In the 2020s, most people who have asthma who are patients of ours do not go to the emergency room. We are somewhat circumscribed I think in using certain medicine like prednisone because we don’t want to make these people potentially higher risk if they do come down with COVID-19. I think most of these people who have moderate or even severe asthma we can handle over the phone or in the office, so if it’s weekends or nights we can make a decision on what’s best for them considering the fact that there are other illnesses out there that they can be exposed to that would not be good.
QUESTION: Have you seen any questionable information going around about drugs and the virus?
BLUMBERG: I did have a patient, she gave me an article on plaquenil. ... There are actually people who die from taking that drug, and I suspect that the risk of taking plaquenil when you don’t have any idea what you’re treating or what your underlying disease might be is a very, very high-risk scenario. So we are trying to tell people that these possible cures are out there, but they shouldn’t be the first people who get involved in their own little study and take medicine that they don’t know what it might do.

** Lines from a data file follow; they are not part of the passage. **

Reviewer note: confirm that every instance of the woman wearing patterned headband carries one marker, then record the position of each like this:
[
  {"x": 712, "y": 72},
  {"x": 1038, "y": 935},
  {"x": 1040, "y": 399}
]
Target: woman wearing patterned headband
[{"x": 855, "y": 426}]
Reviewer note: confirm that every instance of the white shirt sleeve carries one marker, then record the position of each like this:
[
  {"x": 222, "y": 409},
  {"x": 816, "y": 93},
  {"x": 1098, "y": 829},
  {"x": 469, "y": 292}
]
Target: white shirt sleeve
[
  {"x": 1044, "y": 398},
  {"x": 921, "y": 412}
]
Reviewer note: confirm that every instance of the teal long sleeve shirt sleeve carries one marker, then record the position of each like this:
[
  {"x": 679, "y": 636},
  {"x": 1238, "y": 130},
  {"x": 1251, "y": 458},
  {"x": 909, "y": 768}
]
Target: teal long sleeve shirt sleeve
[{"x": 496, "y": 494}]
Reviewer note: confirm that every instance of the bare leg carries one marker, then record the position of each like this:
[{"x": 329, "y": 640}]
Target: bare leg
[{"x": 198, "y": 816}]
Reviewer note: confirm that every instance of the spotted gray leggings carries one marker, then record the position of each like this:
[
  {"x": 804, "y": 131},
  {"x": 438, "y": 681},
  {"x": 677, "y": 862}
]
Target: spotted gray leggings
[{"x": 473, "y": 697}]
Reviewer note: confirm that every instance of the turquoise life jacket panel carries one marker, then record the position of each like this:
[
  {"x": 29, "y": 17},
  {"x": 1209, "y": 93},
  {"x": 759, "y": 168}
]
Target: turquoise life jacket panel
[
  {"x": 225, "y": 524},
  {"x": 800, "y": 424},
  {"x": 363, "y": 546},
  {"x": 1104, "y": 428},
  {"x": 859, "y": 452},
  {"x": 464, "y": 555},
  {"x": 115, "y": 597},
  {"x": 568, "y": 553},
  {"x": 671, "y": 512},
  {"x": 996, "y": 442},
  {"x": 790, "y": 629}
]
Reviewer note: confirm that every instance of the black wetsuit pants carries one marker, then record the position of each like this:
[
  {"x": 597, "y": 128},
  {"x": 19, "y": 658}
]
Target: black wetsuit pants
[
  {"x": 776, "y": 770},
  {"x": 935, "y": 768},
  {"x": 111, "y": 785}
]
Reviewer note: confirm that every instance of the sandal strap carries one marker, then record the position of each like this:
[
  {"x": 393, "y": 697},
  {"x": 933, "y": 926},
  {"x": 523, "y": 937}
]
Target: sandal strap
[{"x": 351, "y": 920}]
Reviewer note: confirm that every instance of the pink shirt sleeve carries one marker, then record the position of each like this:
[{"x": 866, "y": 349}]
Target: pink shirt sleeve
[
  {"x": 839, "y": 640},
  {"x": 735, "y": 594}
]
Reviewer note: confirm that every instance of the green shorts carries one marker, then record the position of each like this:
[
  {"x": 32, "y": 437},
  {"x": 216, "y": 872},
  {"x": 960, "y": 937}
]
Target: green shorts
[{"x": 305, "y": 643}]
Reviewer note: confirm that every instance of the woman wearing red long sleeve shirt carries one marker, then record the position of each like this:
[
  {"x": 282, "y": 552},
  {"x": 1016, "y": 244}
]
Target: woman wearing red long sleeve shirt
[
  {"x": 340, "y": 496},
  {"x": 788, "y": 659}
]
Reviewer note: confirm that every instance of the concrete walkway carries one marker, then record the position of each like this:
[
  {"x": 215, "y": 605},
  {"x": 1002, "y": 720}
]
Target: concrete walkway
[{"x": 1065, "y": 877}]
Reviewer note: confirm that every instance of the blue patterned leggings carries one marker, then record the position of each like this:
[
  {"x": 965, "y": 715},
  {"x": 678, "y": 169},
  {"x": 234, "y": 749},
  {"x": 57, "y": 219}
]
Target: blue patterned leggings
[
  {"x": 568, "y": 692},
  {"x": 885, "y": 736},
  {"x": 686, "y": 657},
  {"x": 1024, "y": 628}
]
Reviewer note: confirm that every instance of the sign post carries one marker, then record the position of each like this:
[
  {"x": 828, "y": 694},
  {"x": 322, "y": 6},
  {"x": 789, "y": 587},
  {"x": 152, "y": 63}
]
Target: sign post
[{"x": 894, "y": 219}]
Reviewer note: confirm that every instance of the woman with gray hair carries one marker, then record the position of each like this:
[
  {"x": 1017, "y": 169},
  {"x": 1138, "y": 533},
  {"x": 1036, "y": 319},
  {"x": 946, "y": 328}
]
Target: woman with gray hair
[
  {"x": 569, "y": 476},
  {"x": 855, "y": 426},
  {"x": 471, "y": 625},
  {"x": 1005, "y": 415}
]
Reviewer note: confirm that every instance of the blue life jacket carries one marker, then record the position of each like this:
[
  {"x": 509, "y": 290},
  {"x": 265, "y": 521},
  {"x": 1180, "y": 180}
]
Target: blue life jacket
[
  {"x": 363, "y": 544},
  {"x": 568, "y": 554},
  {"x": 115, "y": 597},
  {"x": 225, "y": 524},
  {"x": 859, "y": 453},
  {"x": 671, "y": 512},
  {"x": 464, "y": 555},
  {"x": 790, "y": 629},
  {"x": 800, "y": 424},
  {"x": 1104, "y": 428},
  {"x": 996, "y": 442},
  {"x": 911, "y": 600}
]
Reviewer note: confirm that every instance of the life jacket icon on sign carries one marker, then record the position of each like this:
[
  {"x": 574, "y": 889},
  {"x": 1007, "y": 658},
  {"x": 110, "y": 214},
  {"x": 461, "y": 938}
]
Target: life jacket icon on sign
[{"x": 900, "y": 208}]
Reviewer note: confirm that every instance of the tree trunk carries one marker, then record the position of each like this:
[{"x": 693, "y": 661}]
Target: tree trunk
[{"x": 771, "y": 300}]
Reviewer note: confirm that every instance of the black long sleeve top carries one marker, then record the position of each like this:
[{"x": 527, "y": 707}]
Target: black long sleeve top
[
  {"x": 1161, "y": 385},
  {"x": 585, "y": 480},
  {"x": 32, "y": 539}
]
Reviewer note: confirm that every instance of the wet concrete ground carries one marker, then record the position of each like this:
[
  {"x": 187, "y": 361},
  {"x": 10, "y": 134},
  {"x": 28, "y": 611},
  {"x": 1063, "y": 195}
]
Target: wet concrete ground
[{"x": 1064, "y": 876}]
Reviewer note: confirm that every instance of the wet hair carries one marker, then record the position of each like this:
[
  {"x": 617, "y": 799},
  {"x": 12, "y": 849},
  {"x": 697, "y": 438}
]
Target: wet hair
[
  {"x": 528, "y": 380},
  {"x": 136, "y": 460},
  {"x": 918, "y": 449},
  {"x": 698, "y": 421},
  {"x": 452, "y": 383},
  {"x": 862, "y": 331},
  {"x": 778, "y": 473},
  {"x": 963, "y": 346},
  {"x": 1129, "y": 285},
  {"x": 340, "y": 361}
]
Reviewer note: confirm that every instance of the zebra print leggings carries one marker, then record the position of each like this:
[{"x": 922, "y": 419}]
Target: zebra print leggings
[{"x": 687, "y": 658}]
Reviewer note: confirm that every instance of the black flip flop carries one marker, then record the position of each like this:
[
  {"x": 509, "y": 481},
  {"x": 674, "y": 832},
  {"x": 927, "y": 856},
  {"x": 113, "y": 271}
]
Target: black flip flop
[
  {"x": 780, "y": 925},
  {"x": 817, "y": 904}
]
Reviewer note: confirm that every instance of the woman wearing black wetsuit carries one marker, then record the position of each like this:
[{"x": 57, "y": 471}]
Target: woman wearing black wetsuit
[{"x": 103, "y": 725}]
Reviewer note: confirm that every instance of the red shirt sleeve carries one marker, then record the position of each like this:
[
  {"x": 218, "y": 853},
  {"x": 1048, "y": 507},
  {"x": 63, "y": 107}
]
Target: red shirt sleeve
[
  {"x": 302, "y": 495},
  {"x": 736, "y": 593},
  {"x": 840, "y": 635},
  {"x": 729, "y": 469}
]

QUESTION: What’s been going on with the tree pollen?
BLUMBERG: We’ve already seen high counts. Friday, the count was 1,100. Today [Tuesday] it’s 4. So we’re seeing quite variable counts.
COLLIE: As the weather gets warmer later in the week, I’m anticipating numbers should go up with that.
BLUMBERG: So even though we’re seeing a goodly amount of it in March, I suspect we’ll see a lot higher counts in April, especially with the warm winter that we had.
QUESTION: When will we see that big peak of oak pollen numbers?
COLLIE: It’ll be the first couple of weeks in April, again, somewhat weather-dependent. The sooner it gets warmer and sustains some days with warmer temperatures, it’s going to come out.
BLUMBERG: So it kind of is not the best of timing to have people getting sick from this virus and also more likely to show up in urgent care centers with respiratory problems.